Christmas season ends in Germany with a visit by The Three Magi

  • Published
  • By Iris Reiff
  • 52nd Fighter Wing Public Affairs
Christmas season in Germany ends with the visit and feast of the Three Magi, or "Heilige Drei Koenige." The event commemorates the journey of the Three Magi who brought gifts to the infant Jesus in Betlehem.

In the 9th century, the legend of the Three Magi became the legend of the Oriental kings, named Gaspar, Melchior and Balthasar. In 1164, relics allegedly derived from the Magi and kept in Milan for centuries, were brought to Cologne, where the golden shrine of the Three Kings (Dreikoenigsschrein) has, to this day, remained the greatest treasure of the famous cathedral. The relics, sought out by pilgrims during the Middle Ages, motivated the citizens of Cologne to build their great Dom cathedral.

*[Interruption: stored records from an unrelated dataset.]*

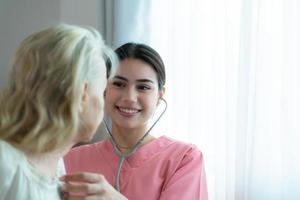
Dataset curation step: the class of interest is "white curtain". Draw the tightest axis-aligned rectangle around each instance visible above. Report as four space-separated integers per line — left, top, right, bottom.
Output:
102 0 300 200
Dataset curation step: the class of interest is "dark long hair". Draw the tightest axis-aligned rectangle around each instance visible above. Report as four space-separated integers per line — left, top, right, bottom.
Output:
107 42 166 90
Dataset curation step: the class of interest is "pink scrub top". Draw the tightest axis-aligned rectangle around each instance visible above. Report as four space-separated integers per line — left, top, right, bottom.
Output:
64 136 208 200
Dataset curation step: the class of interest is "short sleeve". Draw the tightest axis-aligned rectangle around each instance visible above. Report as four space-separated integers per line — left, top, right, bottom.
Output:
159 148 208 200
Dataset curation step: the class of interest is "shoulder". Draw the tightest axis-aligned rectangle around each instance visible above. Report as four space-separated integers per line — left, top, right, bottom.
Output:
159 136 202 157
64 140 107 158
63 140 109 173
0 140 24 194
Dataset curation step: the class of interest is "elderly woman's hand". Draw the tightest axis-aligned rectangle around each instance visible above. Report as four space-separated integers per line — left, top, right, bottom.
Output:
60 173 127 200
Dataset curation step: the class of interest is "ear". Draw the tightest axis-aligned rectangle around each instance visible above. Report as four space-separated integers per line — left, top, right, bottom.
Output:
157 87 165 105
81 82 90 110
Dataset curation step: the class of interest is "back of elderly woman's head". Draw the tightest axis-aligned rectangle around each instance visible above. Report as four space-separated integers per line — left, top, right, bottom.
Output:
0 24 112 152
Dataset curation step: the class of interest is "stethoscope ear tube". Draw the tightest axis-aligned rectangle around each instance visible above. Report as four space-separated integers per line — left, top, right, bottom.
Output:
103 98 168 192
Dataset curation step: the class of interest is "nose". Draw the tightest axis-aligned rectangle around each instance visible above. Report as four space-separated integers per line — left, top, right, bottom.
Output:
123 87 138 102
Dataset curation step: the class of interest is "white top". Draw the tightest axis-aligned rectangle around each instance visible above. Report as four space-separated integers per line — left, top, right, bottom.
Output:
0 140 64 200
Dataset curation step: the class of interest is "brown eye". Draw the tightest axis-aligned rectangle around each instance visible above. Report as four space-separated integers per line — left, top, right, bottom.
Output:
112 81 125 88
137 85 151 91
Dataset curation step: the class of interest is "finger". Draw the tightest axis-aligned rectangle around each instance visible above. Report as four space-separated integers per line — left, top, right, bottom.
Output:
60 172 105 183
64 196 96 200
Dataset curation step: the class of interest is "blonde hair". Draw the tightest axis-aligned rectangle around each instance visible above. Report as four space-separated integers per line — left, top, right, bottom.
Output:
0 24 117 152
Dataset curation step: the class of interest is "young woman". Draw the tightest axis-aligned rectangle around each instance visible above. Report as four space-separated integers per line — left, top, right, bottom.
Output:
0 24 114 200
64 43 208 200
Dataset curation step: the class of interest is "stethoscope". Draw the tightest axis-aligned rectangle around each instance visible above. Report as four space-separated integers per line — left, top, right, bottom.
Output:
103 98 168 192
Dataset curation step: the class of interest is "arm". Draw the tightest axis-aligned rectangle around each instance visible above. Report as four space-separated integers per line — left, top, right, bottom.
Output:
60 173 127 200
159 149 208 200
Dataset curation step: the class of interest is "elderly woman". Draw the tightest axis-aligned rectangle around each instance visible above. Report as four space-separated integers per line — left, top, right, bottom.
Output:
0 24 119 200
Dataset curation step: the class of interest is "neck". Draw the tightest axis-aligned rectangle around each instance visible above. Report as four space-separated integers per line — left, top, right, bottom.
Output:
24 142 72 178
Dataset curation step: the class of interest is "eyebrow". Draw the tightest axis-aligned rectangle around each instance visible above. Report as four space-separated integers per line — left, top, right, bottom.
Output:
113 75 154 84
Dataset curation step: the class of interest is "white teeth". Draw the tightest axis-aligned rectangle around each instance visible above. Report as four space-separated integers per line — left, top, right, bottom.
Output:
119 108 139 114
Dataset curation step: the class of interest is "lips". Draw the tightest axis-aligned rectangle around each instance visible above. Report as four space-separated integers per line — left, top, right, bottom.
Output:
116 106 141 117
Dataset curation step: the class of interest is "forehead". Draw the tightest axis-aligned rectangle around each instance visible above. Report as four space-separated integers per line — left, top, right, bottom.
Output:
116 58 157 81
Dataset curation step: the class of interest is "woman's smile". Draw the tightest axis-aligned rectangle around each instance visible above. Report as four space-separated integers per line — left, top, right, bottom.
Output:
116 106 142 117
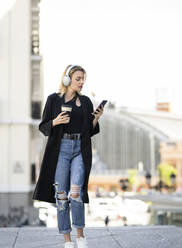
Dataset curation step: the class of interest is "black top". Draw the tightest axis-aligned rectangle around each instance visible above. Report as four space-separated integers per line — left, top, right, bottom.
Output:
63 94 83 133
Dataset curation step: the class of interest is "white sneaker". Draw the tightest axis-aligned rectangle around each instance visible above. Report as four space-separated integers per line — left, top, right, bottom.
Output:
64 242 75 248
76 237 88 248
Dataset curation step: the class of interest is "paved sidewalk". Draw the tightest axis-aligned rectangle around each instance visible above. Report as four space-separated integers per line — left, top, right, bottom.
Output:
0 226 182 248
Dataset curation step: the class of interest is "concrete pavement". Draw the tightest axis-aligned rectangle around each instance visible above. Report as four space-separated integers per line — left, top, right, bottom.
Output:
0 226 182 248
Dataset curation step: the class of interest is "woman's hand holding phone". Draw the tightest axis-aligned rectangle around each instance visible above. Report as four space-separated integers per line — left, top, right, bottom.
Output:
92 100 107 119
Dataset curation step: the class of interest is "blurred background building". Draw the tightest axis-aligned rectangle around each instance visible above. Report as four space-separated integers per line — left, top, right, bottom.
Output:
0 0 43 225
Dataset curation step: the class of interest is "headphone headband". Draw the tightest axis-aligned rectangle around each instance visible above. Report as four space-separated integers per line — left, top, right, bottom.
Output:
66 64 77 76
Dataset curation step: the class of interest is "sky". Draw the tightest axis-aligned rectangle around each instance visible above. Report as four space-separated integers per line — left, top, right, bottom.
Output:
24 0 182 114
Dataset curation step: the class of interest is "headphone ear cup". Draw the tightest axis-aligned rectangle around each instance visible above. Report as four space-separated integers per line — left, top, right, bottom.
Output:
63 75 71 86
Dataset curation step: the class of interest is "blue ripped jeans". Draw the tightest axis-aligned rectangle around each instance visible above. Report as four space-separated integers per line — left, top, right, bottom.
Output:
54 138 85 234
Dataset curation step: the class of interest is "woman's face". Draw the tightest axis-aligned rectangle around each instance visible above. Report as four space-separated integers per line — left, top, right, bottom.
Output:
69 71 85 92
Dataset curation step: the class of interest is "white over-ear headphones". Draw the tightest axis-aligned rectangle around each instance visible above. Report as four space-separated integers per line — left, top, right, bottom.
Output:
63 65 77 86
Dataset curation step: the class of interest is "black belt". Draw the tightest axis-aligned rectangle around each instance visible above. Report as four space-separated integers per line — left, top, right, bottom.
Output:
63 133 81 140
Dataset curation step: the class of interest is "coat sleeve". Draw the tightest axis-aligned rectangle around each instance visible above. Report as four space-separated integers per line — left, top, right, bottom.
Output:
88 98 100 137
39 96 53 136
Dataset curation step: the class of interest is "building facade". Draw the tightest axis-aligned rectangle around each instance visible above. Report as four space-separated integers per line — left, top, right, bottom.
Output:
0 0 43 221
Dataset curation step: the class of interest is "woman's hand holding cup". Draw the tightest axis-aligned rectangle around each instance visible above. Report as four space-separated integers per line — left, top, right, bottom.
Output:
52 111 70 126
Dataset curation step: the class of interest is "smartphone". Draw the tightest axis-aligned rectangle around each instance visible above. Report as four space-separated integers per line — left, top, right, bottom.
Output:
94 100 107 114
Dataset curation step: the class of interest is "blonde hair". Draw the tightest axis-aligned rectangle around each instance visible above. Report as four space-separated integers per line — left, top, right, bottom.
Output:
58 65 87 95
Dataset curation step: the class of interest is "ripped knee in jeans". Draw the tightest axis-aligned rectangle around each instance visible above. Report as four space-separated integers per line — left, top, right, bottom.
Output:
70 184 82 202
53 182 69 210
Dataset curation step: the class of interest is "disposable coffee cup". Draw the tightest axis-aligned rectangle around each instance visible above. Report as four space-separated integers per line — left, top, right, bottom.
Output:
61 104 72 123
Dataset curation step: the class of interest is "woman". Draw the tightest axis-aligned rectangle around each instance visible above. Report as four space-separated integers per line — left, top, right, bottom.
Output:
33 65 103 248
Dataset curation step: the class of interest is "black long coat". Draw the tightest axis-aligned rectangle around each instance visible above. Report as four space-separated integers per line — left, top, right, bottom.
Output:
33 93 100 203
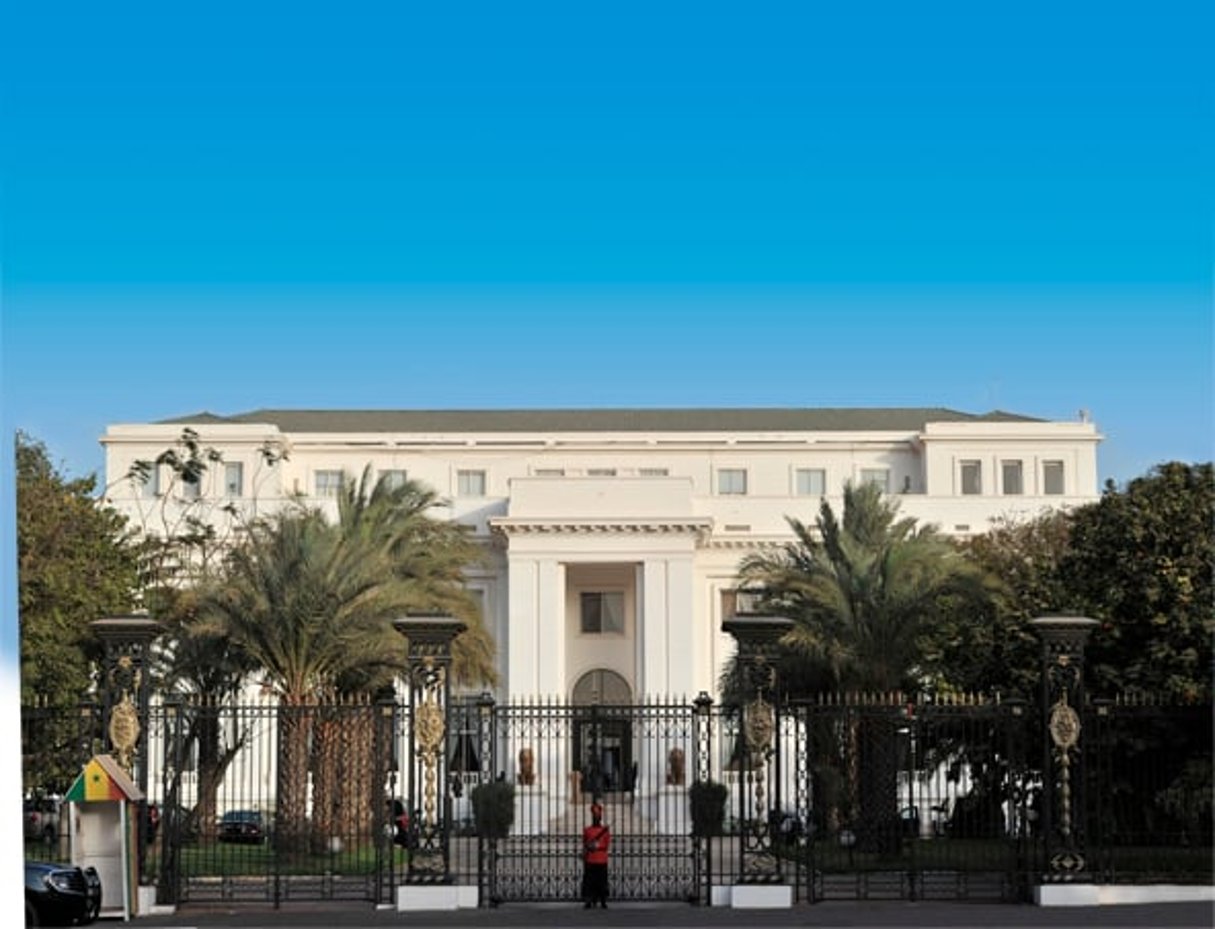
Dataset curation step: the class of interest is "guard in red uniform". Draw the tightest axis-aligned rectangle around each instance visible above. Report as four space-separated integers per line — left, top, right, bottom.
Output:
582 803 611 910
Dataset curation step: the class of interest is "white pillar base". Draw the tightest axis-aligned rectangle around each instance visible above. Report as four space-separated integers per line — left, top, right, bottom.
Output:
396 884 480 913
730 884 793 910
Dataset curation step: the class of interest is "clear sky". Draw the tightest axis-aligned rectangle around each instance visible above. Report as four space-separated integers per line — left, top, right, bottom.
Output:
0 0 1215 481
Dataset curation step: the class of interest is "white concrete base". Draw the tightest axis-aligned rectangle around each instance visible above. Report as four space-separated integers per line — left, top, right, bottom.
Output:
1034 884 1215 906
396 884 480 913
730 884 793 910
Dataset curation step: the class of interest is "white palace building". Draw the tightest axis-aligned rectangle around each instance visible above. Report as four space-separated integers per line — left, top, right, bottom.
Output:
102 409 1101 703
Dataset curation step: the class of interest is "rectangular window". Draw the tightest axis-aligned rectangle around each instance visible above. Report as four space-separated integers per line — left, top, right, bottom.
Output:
795 468 827 497
860 468 891 493
316 471 341 498
1000 461 1025 495
581 590 625 635
143 461 160 499
1042 461 1063 497
961 461 983 494
224 461 244 497
456 471 485 497
717 468 747 494
379 468 409 491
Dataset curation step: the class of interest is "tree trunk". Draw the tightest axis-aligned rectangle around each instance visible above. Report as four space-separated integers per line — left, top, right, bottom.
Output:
310 703 346 854
275 698 315 852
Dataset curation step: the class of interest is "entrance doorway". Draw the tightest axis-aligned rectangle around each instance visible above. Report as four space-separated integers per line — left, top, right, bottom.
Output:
572 668 637 794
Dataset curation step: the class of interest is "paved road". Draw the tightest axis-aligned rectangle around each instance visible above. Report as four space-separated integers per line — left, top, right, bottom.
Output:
136 902 1215 929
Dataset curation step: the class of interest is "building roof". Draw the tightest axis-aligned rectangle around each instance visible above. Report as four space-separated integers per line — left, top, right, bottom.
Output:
160 407 1042 434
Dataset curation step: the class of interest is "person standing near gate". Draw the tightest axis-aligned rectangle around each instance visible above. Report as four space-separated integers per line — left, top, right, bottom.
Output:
582 803 611 910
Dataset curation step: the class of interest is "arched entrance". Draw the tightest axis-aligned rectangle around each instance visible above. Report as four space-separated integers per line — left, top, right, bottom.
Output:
570 668 637 795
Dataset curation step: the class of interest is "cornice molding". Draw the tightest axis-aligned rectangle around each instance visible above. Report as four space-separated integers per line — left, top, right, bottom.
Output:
488 516 713 537
701 536 793 551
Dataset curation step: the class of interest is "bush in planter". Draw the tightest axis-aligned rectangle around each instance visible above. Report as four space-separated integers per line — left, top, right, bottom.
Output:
688 781 728 838
473 781 515 839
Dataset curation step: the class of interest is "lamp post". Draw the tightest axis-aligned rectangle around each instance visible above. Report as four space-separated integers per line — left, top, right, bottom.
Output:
392 614 468 884
89 613 164 878
1029 616 1097 883
722 613 793 884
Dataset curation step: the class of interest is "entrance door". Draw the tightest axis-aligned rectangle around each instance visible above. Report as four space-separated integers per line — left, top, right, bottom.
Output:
572 668 635 794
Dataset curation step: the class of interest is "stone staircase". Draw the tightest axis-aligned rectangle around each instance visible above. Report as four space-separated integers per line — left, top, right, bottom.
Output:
548 793 655 838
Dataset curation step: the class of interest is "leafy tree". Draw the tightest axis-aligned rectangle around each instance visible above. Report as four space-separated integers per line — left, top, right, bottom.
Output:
191 474 490 846
114 427 287 840
740 485 988 850
922 511 1073 698
16 432 137 707
1059 461 1215 702
740 485 990 691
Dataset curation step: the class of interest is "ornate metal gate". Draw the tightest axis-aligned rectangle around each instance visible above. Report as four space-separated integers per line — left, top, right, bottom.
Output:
785 695 1040 901
486 703 700 903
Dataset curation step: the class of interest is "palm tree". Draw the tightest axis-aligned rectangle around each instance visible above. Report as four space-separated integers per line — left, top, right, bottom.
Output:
739 485 989 692
197 472 492 848
740 485 988 848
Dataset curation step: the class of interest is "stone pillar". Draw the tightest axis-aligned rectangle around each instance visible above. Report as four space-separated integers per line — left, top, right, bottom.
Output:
1029 616 1097 883
504 554 539 699
392 616 467 884
722 613 793 884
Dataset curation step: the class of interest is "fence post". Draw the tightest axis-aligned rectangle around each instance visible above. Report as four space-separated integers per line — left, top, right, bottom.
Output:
691 691 716 906
722 613 793 884
476 691 498 906
392 616 468 884
1029 616 1097 884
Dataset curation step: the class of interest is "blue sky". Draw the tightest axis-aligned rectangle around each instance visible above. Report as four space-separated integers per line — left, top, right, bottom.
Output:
0 0 1215 481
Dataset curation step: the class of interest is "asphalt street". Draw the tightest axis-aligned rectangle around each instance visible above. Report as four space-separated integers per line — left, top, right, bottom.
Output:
137 902 1215 929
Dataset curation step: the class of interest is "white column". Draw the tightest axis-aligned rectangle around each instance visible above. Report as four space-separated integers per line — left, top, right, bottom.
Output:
505 555 539 699
536 559 569 699
638 556 697 698
666 555 707 699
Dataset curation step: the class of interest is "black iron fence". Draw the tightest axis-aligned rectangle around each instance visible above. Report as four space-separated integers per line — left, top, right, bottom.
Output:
1085 696 1215 884
22 695 1213 905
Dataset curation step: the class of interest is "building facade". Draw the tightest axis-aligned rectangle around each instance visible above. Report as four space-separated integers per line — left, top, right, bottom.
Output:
102 409 1101 703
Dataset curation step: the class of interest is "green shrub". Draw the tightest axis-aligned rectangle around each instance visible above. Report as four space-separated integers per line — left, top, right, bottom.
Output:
473 781 515 839
688 781 728 838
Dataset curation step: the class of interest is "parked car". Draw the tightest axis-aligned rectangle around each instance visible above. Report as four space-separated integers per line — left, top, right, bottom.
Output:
219 810 266 845
26 861 101 925
22 797 62 845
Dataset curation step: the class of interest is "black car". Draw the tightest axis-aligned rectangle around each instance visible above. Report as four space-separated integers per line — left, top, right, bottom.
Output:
26 861 101 925
219 810 266 844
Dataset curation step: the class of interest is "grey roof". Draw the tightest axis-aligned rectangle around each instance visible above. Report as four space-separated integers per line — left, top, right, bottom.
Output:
160 407 1042 434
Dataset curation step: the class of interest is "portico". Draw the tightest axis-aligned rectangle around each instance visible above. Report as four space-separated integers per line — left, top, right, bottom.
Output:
490 477 712 699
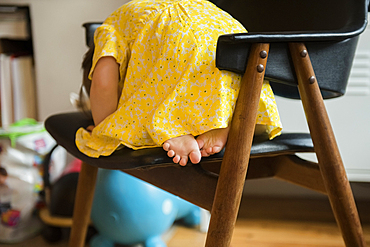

The custom of celebrating "Three Kings Day" spread from Cologne to other Roman-Catholic areas of Germany. For the Catholic Church, the feast of "Epiphany," Jan. 6, is actually celebrating the manifestation of the Salvation to mankind. For the Catholic population, however, it's primarily the feast of the Three Three Magi or the three Holy Kings.

In the past - and in some rural areas today - a number of superstitious customs were practiced on the eve of Jan. 6 to protect the house and home. Houses and stables were smoked out with branches consecrated in the church, and the initials of the Heilige Drei Koenige, C+M+B, plus the year were written on the door beam with consecrated chalk.

Some of these traditions are still carried on in some regions in Germany, including the Eifel.

Groups of adults or children, often youngsters who assist the priest during church services, walk from house to house dressed as the Three Holy Kings. They carry a star-shaped lantern on a stick. Because they carry the star and sing a song or say a religious poem at people's doors, they are also called the star singers. In return, the star singers receive gifts such as eggs, bread, cake or monetary donations, which go into humanitarian aid funds.